We "reject the claim that workers in Detroit must choose between their pensions and access to culture," a statement from the Socialist Equality Party says. "The aim of the demonstration is to mobilize working people and youth throughout the city to defend the DIA and access to culture as a part of the defense of all the rights of the working class."
As recently as Thursday, Gov. Rick Snyder-appointed Detroit Emergency Manager Kevyn Orr told the Detroit Economic Club the potential sale of DIA artworks remains a possibility.
“I said at the beginning… look everything’s on the table,” Orr said of the possibility of some of the museum’s assets being sold to appease creditors.
Orr said that Christie's auction house will finish an appraisal of “tier one” art by the end of this month, and another of “tier two” pieces by the end of November.
“I have a fiduciary obligation to account for all the assets of the city of Detroit,” he said. “The foremost amongst them might very well be the DIA.”
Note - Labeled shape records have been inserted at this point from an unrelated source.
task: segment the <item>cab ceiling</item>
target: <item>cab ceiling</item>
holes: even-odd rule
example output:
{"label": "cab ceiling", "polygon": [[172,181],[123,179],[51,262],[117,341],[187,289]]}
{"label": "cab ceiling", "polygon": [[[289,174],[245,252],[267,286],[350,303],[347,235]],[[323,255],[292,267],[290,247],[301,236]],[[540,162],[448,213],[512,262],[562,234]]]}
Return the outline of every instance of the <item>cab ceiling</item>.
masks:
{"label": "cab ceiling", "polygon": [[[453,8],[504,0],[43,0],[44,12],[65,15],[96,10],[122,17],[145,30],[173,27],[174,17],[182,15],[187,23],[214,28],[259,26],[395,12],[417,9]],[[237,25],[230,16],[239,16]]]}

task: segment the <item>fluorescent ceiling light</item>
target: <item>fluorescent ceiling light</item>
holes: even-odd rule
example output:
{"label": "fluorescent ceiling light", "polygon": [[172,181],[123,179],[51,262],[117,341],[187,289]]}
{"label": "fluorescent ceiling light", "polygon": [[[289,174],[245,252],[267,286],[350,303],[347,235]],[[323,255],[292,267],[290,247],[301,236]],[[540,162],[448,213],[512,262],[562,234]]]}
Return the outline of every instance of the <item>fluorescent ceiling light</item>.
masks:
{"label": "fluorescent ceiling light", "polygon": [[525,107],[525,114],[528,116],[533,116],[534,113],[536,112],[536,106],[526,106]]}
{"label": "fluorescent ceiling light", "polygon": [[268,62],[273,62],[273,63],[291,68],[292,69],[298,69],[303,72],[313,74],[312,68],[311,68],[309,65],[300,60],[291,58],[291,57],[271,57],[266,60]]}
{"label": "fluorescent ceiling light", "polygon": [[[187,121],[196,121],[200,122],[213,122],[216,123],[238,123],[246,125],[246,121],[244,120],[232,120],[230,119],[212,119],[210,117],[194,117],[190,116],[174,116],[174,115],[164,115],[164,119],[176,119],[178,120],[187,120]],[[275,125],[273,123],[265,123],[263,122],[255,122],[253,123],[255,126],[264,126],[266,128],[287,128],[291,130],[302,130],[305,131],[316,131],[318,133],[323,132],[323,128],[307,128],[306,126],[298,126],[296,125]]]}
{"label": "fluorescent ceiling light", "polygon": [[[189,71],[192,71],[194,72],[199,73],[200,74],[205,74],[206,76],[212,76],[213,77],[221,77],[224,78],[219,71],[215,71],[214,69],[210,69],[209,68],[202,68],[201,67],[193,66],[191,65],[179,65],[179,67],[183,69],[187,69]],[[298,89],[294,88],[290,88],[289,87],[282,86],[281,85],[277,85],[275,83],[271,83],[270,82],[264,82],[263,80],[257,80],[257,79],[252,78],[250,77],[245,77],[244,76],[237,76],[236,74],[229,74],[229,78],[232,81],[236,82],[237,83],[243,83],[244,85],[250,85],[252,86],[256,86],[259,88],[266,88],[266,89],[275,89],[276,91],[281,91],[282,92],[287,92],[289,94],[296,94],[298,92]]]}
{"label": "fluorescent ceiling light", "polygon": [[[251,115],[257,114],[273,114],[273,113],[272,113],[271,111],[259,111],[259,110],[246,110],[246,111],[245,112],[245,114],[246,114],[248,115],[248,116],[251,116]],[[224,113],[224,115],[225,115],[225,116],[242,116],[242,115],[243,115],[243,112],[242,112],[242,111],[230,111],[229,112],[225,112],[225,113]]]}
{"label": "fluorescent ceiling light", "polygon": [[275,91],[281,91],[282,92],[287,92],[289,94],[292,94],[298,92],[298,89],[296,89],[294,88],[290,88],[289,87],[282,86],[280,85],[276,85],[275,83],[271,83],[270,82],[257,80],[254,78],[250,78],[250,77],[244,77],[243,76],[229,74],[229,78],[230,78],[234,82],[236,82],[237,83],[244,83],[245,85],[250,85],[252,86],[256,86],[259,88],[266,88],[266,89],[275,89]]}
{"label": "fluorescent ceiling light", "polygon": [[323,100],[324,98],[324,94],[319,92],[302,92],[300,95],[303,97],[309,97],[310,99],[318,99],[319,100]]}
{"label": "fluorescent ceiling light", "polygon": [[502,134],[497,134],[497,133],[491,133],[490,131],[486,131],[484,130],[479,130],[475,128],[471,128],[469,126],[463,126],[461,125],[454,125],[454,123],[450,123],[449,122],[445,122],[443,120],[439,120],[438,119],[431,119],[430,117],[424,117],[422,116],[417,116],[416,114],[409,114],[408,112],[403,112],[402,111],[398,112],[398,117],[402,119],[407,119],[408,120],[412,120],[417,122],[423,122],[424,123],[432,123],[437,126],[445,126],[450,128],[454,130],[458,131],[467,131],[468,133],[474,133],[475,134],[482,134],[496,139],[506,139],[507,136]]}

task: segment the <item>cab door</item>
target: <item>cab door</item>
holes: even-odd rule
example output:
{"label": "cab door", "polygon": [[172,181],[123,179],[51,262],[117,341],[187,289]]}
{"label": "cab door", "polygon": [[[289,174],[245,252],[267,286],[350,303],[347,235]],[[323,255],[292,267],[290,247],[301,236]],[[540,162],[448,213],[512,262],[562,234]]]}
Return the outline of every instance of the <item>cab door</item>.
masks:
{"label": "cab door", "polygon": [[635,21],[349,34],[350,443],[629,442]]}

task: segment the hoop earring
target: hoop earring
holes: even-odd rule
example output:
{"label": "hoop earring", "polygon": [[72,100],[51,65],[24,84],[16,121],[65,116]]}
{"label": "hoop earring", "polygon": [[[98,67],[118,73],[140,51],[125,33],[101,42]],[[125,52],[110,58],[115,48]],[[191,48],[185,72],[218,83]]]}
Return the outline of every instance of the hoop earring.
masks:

Ironically, Orr also told the club at a luncheon Thursday that the reason he decided to attend the University of Michigan, where he first met Snyder, because he was "somewhat of a socialist" as a youngster and looking for a large, public university to begin an odyssey in which he would "stick it to 'the man.'"
He told the attendees that the irony is that he is now "the man."
The value of the DIA art assets is projected by some to be as high as $1 billion.
Pam Marcil, a spokeswoman for the DIA, says Christie's Appraisals is currently evaluating about 3,300 works of art, those purchased using city funds, which is about 5 percent of the 66,000-work collection.
About 350 of that portion is currently on display and the remainder in storage.